Juba, South Sudan,
May 8, 2021 — Briefing the new Special Representative of the UN Secretary General for South Sudan, Amb. Nicolas Haysom, on Thursday, South Sudan’s First Vice President, Dr. Riek Machar strongly emphasized that it is important to graduate unified forces, who are currently stranded in impoverished training centers, even if it means to graduate them without weapons.
The newly appointed Special Representative of the UN Secretary General visited FVP Machar after meeting President Kiir to hear Machar’s perspective and progress made on the implementation of the Revitalized Peace Agreement and general welfare of the country.
“The newly appointed Special Representative of the UN Secretary General for South Sudan, Nicolas Haysom, today discussed a wide range of issues with the First Vice President of the Republic, H.E. Dr. Riek Machar Teny.” Read part of a statement from the office of the First Vice President,
The First Vice President briefed the UN official at length on the progress made on the implementation of the peace agreement and also on the pending issues that are delaying the graduation and deployment of the necessary unified forces as stipulated in the transitional security arrangements.
“The First Vice President and the new chief of the United Nations Mission in South Sudan (UNMISS) discussed the status of the implementation of the 2018 Revitalized Agreement on the Resolution of the Conflict in the Republic of South Sudan (R-ARCISS), with emphasis on its challenges.” Machar’s press secretary office continued.
According to Dr. Machar it would be better to graduate the forces even if they don’t have weapons.
In a statement to the media after the meeting, the Special Representative said that he acquainted himself with a lot of issues at hand and his mission was to see how best to help the people of South Sudan in the transition.
Mr. Haysom said that a United Nations Experts Team on elections would be visiting South Sudan in the near future to help prepare the country to holds its first democratic elections since independence on July 9, 2011.

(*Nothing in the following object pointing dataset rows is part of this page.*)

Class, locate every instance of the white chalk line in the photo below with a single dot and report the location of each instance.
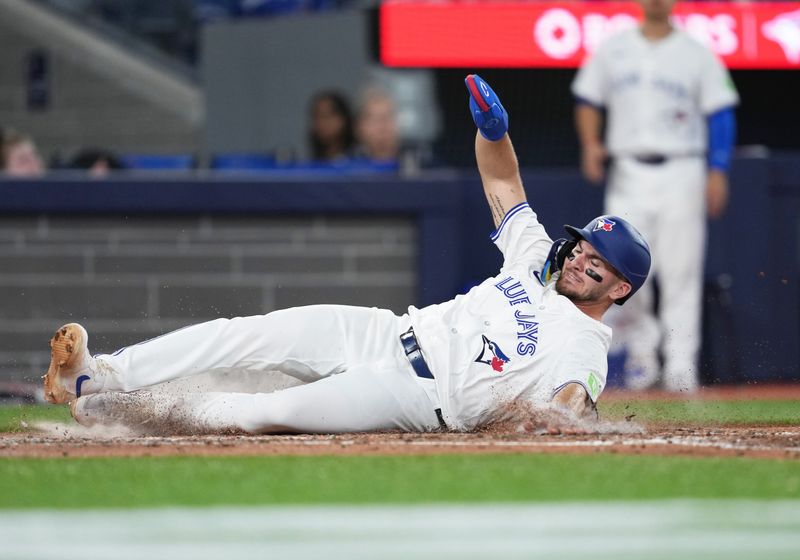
(729, 529)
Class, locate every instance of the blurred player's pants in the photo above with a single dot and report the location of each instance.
(357, 376)
(666, 202)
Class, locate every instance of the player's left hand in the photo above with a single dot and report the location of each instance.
(716, 193)
(488, 113)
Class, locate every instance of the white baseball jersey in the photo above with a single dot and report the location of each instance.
(657, 92)
(510, 338)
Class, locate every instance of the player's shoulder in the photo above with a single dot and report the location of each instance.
(693, 46)
(624, 40)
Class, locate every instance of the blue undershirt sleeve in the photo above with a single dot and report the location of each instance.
(721, 137)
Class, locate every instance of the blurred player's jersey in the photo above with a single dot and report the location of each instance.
(510, 338)
(657, 93)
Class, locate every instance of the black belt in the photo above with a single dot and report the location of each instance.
(651, 159)
(660, 159)
(414, 354)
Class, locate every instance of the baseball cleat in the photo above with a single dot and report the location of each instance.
(69, 364)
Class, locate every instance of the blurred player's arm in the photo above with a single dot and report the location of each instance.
(589, 125)
(574, 399)
(570, 412)
(497, 162)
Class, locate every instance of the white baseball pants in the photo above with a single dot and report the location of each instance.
(667, 205)
(356, 376)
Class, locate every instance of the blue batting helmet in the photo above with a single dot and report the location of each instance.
(621, 245)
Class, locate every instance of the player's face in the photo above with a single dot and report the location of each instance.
(657, 10)
(587, 277)
(22, 160)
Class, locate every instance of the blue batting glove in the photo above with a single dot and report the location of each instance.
(488, 113)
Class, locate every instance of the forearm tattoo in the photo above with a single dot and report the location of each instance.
(498, 211)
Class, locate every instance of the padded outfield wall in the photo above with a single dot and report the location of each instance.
(134, 257)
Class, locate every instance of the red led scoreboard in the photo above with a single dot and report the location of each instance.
(560, 34)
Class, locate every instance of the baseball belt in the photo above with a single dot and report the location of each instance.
(414, 354)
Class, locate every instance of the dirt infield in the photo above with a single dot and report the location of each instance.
(766, 442)
(775, 442)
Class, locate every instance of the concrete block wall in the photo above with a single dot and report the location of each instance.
(87, 108)
(131, 278)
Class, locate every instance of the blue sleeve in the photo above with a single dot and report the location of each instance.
(721, 136)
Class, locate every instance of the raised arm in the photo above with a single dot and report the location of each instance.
(497, 162)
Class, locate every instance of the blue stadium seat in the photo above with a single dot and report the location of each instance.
(158, 162)
(243, 162)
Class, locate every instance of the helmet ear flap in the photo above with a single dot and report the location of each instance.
(559, 251)
(564, 251)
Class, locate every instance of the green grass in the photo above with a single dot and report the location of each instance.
(715, 413)
(204, 481)
(14, 417)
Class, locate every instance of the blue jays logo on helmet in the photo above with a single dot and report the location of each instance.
(604, 224)
(491, 355)
(621, 245)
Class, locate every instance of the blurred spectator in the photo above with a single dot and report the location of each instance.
(97, 162)
(376, 127)
(19, 156)
(331, 127)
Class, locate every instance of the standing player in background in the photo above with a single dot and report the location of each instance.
(670, 129)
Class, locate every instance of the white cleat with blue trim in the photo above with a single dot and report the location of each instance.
(70, 364)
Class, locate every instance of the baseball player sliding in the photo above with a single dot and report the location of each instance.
(670, 129)
(529, 338)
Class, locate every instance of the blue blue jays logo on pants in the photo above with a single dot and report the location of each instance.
(491, 355)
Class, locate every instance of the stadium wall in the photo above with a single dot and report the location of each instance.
(136, 257)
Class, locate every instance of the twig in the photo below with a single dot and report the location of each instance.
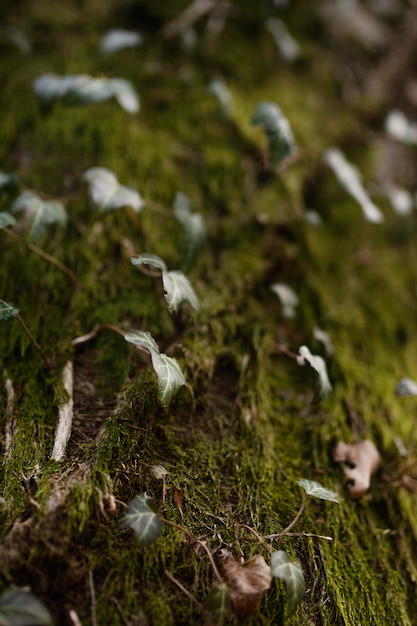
(198, 542)
(185, 591)
(93, 599)
(45, 256)
(34, 342)
(10, 422)
(63, 431)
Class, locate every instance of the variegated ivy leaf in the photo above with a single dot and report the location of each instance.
(168, 372)
(350, 179)
(108, 194)
(84, 89)
(21, 608)
(6, 219)
(195, 234)
(278, 131)
(318, 364)
(118, 39)
(178, 289)
(39, 214)
(142, 519)
(153, 260)
(142, 339)
(7, 311)
(293, 575)
(316, 490)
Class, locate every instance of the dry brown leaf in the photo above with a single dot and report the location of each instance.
(246, 581)
(361, 460)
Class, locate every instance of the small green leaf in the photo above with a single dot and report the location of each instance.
(218, 604)
(38, 213)
(316, 490)
(84, 89)
(178, 289)
(293, 575)
(318, 364)
(142, 519)
(7, 311)
(153, 260)
(143, 339)
(277, 129)
(118, 39)
(107, 193)
(170, 376)
(195, 234)
(8, 182)
(21, 608)
(6, 219)
(217, 88)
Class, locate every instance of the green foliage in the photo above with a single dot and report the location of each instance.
(6, 219)
(218, 604)
(278, 131)
(316, 490)
(21, 608)
(84, 89)
(38, 214)
(170, 376)
(142, 519)
(7, 311)
(292, 574)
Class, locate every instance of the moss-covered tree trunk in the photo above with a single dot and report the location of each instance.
(223, 458)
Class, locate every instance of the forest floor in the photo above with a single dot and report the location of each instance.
(222, 459)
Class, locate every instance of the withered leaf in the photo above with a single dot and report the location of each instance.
(361, 460)
(246, 581)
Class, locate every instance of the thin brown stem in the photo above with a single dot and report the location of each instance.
(198, 542)
(34, 342)
(45, 256)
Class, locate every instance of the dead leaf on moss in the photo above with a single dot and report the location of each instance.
(361, 460)
(246, 581)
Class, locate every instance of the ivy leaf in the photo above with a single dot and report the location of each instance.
(169, 374)
(118, 39)
(8, 181)
(178, 289)
(277, 129)
(195, 234)
(142, 339)
(316, 490)
(318, 364)
(217, 88)
(84, 89)
(6, 219)
(293, 575)
(218, 604)
(350, 179)
(153, 260)
(7, 311)
(38, 213)
(142, 519)
(21, 608)
(108, 194)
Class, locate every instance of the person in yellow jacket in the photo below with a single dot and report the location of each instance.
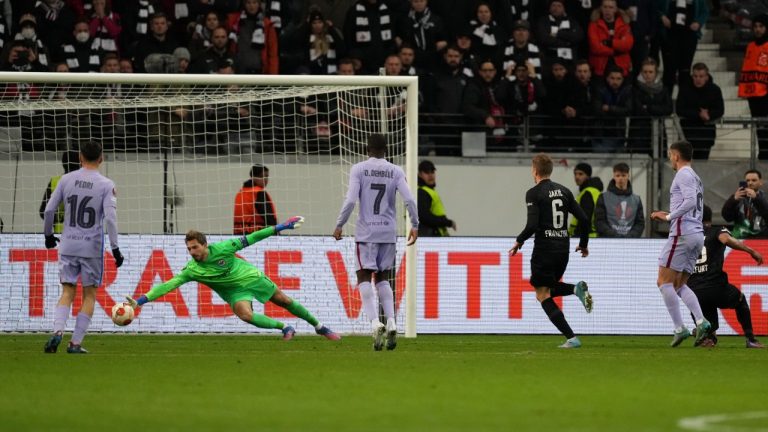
(432, 219)
(590, 189)
(70, 160)
(753, 80)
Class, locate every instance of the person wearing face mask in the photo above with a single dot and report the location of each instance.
(28, 35)
(77, 51)
(55, 20)
(20, 56)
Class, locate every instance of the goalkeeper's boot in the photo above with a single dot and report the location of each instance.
(327, 333)
(581, 291)
(53, 343)
(702, 331)
(679, 337)
(378, 335)
(573, 342)
(288, 332)
(76, 349)
(391, 334)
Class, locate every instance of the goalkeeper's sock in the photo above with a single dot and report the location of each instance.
(561, 289)
(300, 311)
(557, 317)
(60, 318)
(370, 305)
(387, 298)
(263, 321)
(82, 323)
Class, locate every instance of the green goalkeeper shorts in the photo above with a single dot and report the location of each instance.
(262, 290)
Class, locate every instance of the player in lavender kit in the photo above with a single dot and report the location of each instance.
(89, 200)
(686, 238)
(374, 183)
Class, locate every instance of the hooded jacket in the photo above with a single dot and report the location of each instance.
(603, 46)
(619, 213)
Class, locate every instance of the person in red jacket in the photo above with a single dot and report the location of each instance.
(254, 208)
(610, 39)
(255, 40)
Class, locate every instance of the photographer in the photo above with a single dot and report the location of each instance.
(747, 208)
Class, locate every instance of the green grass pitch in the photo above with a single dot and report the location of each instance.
(431, 383)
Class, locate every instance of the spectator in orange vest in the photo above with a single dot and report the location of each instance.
(754, 76)
(254, 209)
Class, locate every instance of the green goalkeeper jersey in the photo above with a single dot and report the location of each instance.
(222, 271)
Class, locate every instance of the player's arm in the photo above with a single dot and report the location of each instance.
(353, 192)
(410, 205)
(109, 203)
(531, 224)
(727, 239)
(689, 193)
(263, 204)
(235, 244)
(158, 291)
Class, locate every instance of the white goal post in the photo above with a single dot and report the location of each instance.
(178, 147)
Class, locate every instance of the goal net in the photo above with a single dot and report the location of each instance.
(179, 147)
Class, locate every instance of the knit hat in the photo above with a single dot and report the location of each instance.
(521, 24)
(27, 19)
(426, 166)
(182, 53)
(315, 15)
(762, 19)
(583, 167)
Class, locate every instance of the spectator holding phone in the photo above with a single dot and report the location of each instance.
(747, 208)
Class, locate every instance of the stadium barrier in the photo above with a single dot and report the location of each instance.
(465, 285)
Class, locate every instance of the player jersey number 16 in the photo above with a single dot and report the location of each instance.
(81, 215)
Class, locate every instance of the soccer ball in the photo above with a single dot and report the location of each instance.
(122, 314)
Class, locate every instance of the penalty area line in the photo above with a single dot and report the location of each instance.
(718, 422)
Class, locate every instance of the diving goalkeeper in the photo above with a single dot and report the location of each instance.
(237, 281)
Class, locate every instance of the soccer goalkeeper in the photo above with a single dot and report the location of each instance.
(237, 281)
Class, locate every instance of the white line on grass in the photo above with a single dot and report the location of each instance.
(715, 422)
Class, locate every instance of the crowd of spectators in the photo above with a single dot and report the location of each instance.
(577, 66)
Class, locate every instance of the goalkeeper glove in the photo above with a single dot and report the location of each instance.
(137, 303)
(118, 257)
(50, 241)
(291, 223)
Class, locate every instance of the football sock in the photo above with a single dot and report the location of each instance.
(370, 305)
(386, 298)
(60, 318)
(745, 318)
(557, 317)
(263, 321)
(673, 304)
(691, 301)
(300, 311)
(561, 289)
(81, 326)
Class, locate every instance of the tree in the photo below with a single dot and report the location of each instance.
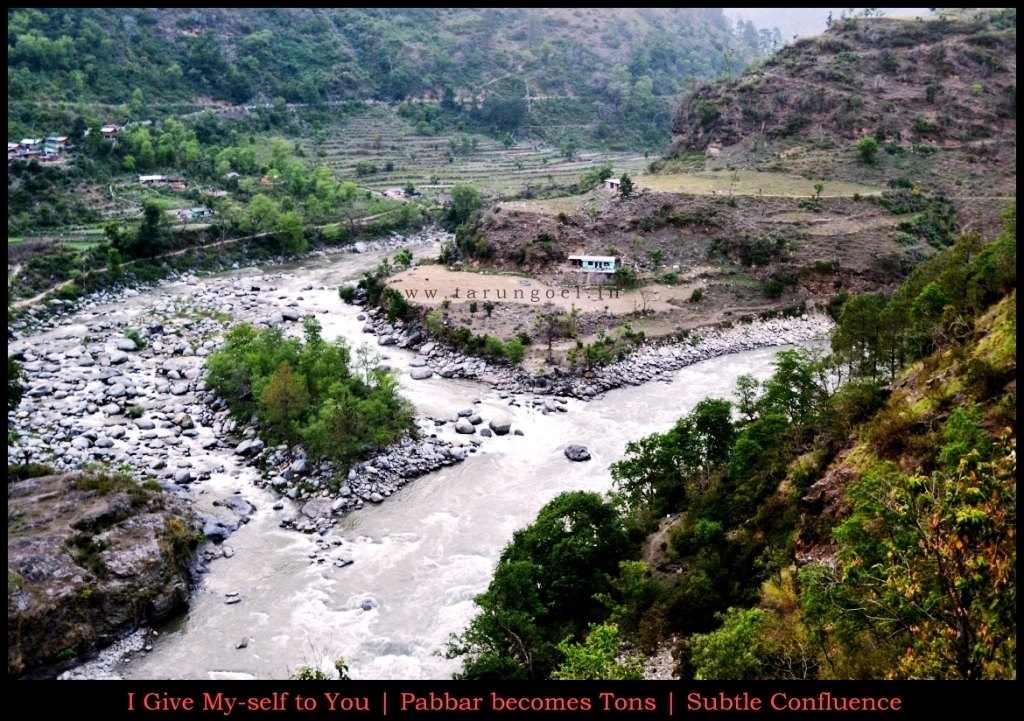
(403, 258)
(596, 659)
(285, 396)
(466, 200)
(928, 563)
(290, 231)
(867, 146)
(552, 326)
(733, 651)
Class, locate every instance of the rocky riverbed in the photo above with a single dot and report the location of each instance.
(117, 379)
(90, 556)
(652, 361)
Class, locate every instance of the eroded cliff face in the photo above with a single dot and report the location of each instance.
(90, 555)
(932, 81)
(906, 430)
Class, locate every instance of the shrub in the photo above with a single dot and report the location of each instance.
(867, 146)
(304, 391)
(514, 350)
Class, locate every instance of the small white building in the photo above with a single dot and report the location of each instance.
(594, 263)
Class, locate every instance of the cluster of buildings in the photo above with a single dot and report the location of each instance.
(44, 150)
(173, 182)
(187, 215)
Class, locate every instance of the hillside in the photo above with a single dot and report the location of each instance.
(937, 96)
(853, 516)
(176, 59)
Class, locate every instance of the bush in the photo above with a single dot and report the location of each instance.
(304, 391)
(734, 650)
(514, 350)
(544, 590)
(867, 146)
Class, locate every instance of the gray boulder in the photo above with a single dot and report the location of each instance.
(577, 453)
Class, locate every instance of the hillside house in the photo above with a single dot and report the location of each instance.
(594, 263)
(186, 215)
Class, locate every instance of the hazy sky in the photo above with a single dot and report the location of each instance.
(807, 20)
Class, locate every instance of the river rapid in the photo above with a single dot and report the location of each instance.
(418, 558)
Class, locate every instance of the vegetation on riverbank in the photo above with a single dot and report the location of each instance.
(309, 391)
(853, 516)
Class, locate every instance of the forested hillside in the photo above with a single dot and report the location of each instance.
(932, 102)
(853, 516)
(160, 59)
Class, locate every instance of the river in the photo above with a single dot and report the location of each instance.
(421, 556)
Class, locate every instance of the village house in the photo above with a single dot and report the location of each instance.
(186, 215)
(594, 263)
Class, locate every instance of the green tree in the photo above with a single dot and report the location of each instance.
(284, 398)
(732, 651)
(466, 201)
(867, 147)
(544, 589)
(596, 659)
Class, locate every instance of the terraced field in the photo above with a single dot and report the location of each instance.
(380, 136)
(751, 182)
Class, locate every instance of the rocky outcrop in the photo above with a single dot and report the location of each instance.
(650, 362)
(90, 556)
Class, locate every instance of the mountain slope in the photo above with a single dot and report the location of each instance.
(938, 96)
(179, 54)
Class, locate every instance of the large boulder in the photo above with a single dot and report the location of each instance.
(92, 559)
(578, 453)
(501, 425)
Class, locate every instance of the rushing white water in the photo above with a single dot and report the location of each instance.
(424, 554)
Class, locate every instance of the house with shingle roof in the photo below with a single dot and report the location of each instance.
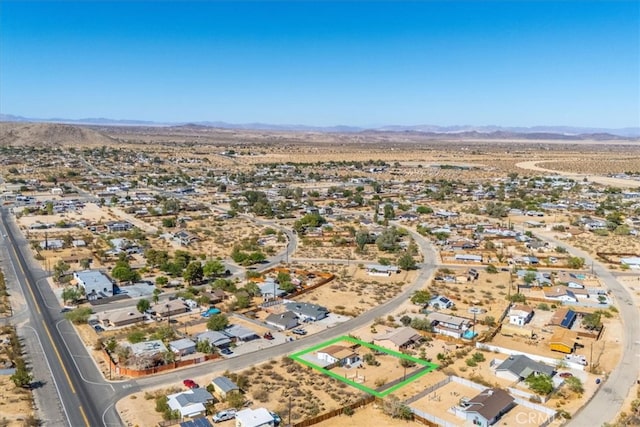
(398, 339)
(519, 367)
(190, 403)
(486, 408)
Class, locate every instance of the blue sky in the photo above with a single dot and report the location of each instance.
(508, 63)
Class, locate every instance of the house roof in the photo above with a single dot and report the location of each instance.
(214, 337)
(239, 331)
(306, 309)
(253, 417)
(563, 317)
(190, 402)
(520, 310)
(400, 336)
(446, 318)
(338, 351)
(522, 366)
(283, 319)
(224, 384)
(148, 348)
(490, 403)
(126, 314)
(182, 344)
(565, 337)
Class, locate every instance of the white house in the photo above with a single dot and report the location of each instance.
(343, 355)
(190, 403)
(259, 417)
(520, 314)
(95, 283)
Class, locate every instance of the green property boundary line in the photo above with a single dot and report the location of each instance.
(298, 358)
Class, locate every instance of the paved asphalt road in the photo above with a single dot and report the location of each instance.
(80, 387)
(606, 404)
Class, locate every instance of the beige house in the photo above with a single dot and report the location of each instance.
(127, 316)
(398, 339)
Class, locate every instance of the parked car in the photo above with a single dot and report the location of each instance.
(190, 383)
(227, 414)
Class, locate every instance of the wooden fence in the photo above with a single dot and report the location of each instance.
(130, 372)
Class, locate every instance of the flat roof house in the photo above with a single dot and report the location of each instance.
(560, 293)
(148, 348)
(520, 314)
(117, 318)
(169, 308)
(190, 403)
(398, 339)
(445, 324)
(215, 338)
(223, 386)
(519, 367)
(183, 346)
(305, 310)
(95, 283)
(564, 317)
(381, 270)
(283, 321)
(240, 333)
(259, 417)
(339, 354)
(486, 408)
(563, 340)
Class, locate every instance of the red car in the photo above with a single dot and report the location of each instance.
(190, 384)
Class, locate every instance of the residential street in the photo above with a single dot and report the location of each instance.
(605, 406)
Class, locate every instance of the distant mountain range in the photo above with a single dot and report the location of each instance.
(466, 131)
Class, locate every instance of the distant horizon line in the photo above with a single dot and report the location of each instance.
(257, 125)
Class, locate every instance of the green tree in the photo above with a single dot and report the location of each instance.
(388, 212)
(136, 337)
(575, 262)
(421, 297)
(60, 269)
(203, 346)
(169, 222)
(70, 293)
(540, 384)
(387, 241)
(143, 305)
(406, 262)
(362, 238)
(156, 295)
(193, 273)
(213, 268)
(217, 322)
(529, 277)
(21, 377)
(78, 316)
(574, 384)
(592, 320)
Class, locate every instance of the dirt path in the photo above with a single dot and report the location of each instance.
(604, 180)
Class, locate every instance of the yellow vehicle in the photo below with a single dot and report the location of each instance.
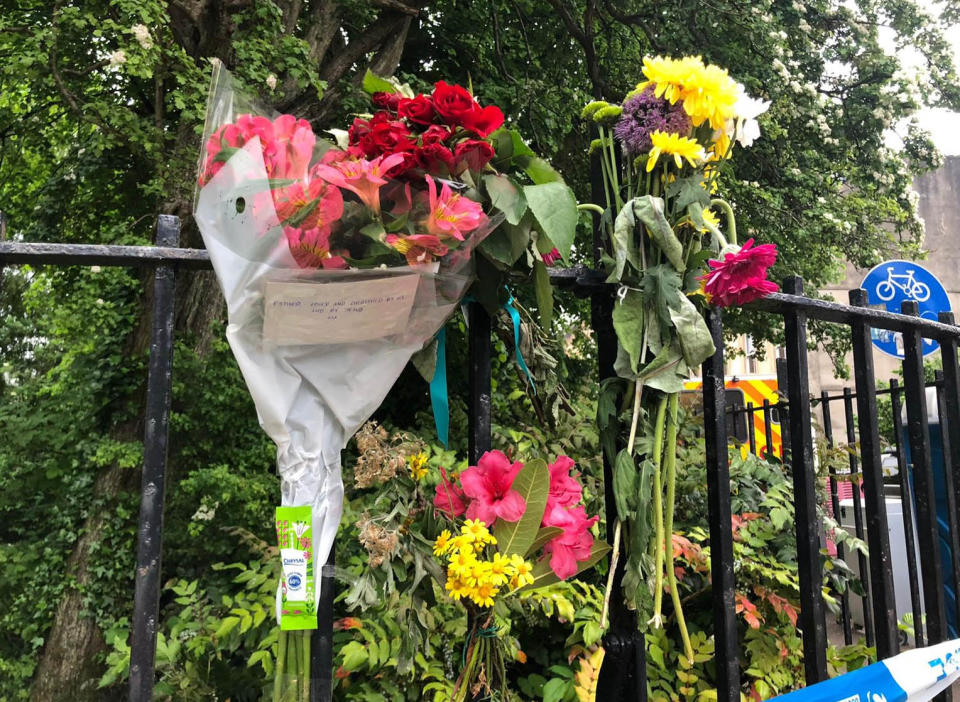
(753, 390)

He further reiterated that the two leaders also discussed regional issues, particularly in the Horn of Africa, which could cause instability and have implications on the world’s youngest nation
The new head of UNMISS, who is a South African by nationality, also emphasized on the need for dialogue and national reconciliation among the stakeholders and the people of South Sudan, a model that became successful in his country and also in Rwanda.